Time Change: The Time Of Your Life

Time Change: The Time Of Your Life October 13, 2016

time changeI’ll get right to the point.

You don’t have time to read this. You’re important and you’ve got pressing things to do. Chances are if you’ve taking time to read this, you’re also doing something else at the same time. (95% of people in a recent TV Guide survey admitted to using their smart phone in the bathroom).

The average person on this blog stays here for just over a minute, long enough to skim the gist of something and then they hop off to more pressing things.

And I get it. The world moves quickly these days. We’re all connected to the rest of the world, and we’ve got lots of plates spinning. With each new technological advancement the world seems to get faster, and with every “improvement” there are people who see problems.
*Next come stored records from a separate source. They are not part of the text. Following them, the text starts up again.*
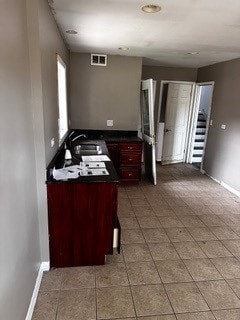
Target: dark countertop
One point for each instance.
(108, 135)
(93, 137)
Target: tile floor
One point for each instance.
(180, 257)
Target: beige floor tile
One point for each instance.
(233, 246)
(218, 295)
(115, 257)
(111, 275)
(78, 277)
(124, 203)
(161, 211)
(46, 305)
(150, 300)
(114, 302)
(77, 305)
(136, 252)
(173, 271)
(139, 202)
(212, 220)
(202, 234)
(149, 222)
(227, 314)
(235, 285)
(143, 211)
(155, 235)
(228, 267)
(185, 297)
(224, 233)
(191, 221)
(170, 222)
(189, 250)
(179, 234)
(128, 223)
(142, 273)
(135, 194)
(183, 211)
(214, 249)
(132, 236)
(202, 269)
(168, 317)
(196, 316)
(51, 280)
(163, 251)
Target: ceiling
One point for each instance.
(165, 38)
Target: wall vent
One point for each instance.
(98, 59)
For example, did you know that when the Telegraph first appeared no less than the New York Times decried it as “Too fast for the truth” People were longing for the “good old days” when the mail only came twice a month by boat.
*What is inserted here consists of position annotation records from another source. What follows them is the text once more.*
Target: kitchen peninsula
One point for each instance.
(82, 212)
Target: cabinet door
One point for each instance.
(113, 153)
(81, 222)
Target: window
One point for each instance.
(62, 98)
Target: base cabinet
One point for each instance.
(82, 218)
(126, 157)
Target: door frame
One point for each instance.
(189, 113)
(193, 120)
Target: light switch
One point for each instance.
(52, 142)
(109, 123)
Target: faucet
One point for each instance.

When the telephone came along people said that there was nothing wrong with it, except for the fact that it was ruining everyone’s manners.
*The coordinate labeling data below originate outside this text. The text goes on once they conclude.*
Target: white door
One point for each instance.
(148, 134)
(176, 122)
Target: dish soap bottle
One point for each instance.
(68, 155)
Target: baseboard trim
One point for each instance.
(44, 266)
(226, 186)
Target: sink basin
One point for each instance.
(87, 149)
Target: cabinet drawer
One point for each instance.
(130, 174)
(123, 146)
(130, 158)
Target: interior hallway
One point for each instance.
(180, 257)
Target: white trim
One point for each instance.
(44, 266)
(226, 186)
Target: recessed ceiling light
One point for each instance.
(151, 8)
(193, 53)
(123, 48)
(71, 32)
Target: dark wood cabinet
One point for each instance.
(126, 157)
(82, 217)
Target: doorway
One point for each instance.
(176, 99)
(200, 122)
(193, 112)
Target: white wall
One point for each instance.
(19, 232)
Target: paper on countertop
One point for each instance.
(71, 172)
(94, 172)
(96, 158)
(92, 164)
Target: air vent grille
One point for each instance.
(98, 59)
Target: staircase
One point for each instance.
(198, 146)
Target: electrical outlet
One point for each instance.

Every time there is a new invention, there are people who have problems with it.  So this isn’t going to be a blog about our technology outpacing our souls, those have been written, and most of us don’t have time to read them.

This is a blog about why we think that kind of technology will lead us to a better life, even though study after study has been written that the multi-tasking, always-late, constant-hurry, life leads us not to joy but despair.

Why do we live the life that leads us away from happiness?

Last year, I stumbled onto a gem of a book called “In Praise of Slowness” by Carl Honore. Honore isn’t writing a book for a Christian audience, he’s writing as a fast paced person to a fast paced society. And as a secular writer to a secular age here’s what Honore says our problem is:

The problem is that our love of speed, our obsession with doing more and more in less and less time, has gone too far; it has turned into an addiction, a kind of idolatry.

Idolatry is an incredibly religious word, it’s a Christian word, and it was a little jarring to read it in Honore’s book because he’s not writing from the perspective but he is incredibly honed in on on his description.

Idolatry from the Christian perspective is something that promises life and leads to death. It begins offering you everything and promises to take nothing, but slowly, over time, it takes everything and leads you with nothing.

This may sound like an overstatement, we are busy because we worship idols, but consider how you talk about your time.

When people ask you how you are, when was the last time you answered with something beside “busy”?

These days “I’m busy” is code for “I’m important” and we are all (pastors are often the worst) so busy being important that we forget how unimportant we really are.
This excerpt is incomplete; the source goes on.